Piolle n’a en tout cas pas laissé passer l’occasion de se faire mousser. «  Je voudrais remercier Thierry Pech d’être présent parmi nous, vous l’avez compris, nous avons choisi depuis six ans, de mettre la démocratie participative au cœur de notre projet politique. » On s’attend à un grand fou rire d’autodérision mais rien ne vient, si ce n’est une perpétuelle autoglorification : «  Cette démocratie locale de délibération de l’information, d’entraînement collectif, elle amène finalement un résultat beaucoup plus fort que la contrainte administrative.  » Quel est ce résultat ? Pouvoir discuter des mesures de restriction imposées arbitrairement ? Pouvoir contester le confinement, le couvre-feu, les 135 euros d’amende ou l’invasion du virtuel ? Pas du tout.

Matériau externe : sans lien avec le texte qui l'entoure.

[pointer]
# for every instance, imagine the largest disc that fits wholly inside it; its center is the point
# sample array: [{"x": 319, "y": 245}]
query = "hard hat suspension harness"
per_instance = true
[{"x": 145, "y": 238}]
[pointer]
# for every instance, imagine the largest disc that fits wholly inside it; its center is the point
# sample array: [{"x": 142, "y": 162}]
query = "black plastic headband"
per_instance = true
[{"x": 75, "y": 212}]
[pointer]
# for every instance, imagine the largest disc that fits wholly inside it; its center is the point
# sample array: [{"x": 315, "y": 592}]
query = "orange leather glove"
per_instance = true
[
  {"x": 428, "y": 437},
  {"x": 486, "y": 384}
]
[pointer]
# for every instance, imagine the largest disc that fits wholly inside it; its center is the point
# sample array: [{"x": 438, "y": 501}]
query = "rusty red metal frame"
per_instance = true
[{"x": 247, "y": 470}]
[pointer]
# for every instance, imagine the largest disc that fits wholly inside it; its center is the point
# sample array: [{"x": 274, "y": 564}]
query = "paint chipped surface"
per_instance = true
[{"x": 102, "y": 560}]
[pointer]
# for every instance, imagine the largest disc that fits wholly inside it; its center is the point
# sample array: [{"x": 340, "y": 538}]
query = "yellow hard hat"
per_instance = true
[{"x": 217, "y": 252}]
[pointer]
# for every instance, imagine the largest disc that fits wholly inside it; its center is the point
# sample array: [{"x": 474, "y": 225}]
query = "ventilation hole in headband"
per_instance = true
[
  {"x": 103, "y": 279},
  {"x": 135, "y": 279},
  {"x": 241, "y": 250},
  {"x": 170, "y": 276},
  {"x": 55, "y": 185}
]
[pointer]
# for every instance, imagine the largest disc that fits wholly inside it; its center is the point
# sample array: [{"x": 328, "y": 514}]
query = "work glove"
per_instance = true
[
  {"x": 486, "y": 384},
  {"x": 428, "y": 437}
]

Les sujets abordés par le comité de liaison grenoblois ont été par exemple le maintien ou non des marchés ; les mesures de lutte contre l’isolement ; les attentes vis-à-vis de la Ville en cas de confinement. Des thèmes où il y a certainement plein de choses à dire mais qui relèvent plus de la consultation que de la démocratie. Une conférence a abordé un «  sujet brûlant  » : les vaccins. Mais il ne s’agissait pas de «  tomber dans des débats entre les pour et les contre », plutôt de « poser des questions, comprendre les enjeux, pour informer les habitant.e.s. » En gros, accompagner le déploiement de la vaccination.

But discutable mais qui n’a, en tout cas, rien à voir avec la « démocratie ». De la même façon, si les sujets du confinement ou des amendes ne relèvent pas des compétences municipales, vouloir prétendre à une « démocratie sanitaire  » sans même poser les questions du bien-fondé des mesures de restriction est une grande supercherie.

D’où vient le Covid-19

Le 1er février, le compte Twitter de Piolle nous apprend qu’il est allé rendre visite aux laboratoires Biomérieux de Grenoble : «  À l’invitation d’ Alain Mérieux, visite de l’usine et du laboratoire de Grenoble, en présence de Maud Tavel. L’énergie d’un grand groupe français pour améliorer les tests médicaux et les systèmes de diagnostic. Un savoir-faire précieux, et présent à Grenoble, face à la #Covid19.  » Un puissant personnage, cet Alain Mérieux. Sa famille a financé le laboratoire P4 de Lyon et lui a présidé le comité de pilotage du laboratoire P4 de Wuhan. Ce même laboratoire soupçonné d’avoir manufacturé le virus Sars-Cov2 (dit Covid-19) et d’où il se serait peut-être échappé. Cette thèse défendue par quantité de gens respectables [1] mériterait d’être approfondie, par exemple en posant des questions à Alain Mérieux, témoin privilégié. Mais Piolle préfère vanter les « savoir-faire précieux » de son groupe industriel plutôt que d’interroger les responsabilités des apprentis sorciers de la virologie.

Notes

[1Voir Un virus d’origine scientifreak (8/6/2020) sur www.piecesetmaindoeuvre.com
« La question de l’origine du SARS-CoV-2 se pose sérieusement  » dans un article du journal du CNRS (27/10/2020)
« À l’origine de la pandémie de Covid-19, un virus SARS-CoV-2 aux sources toujours énigmatiques  », Le Monde (22/12/2020).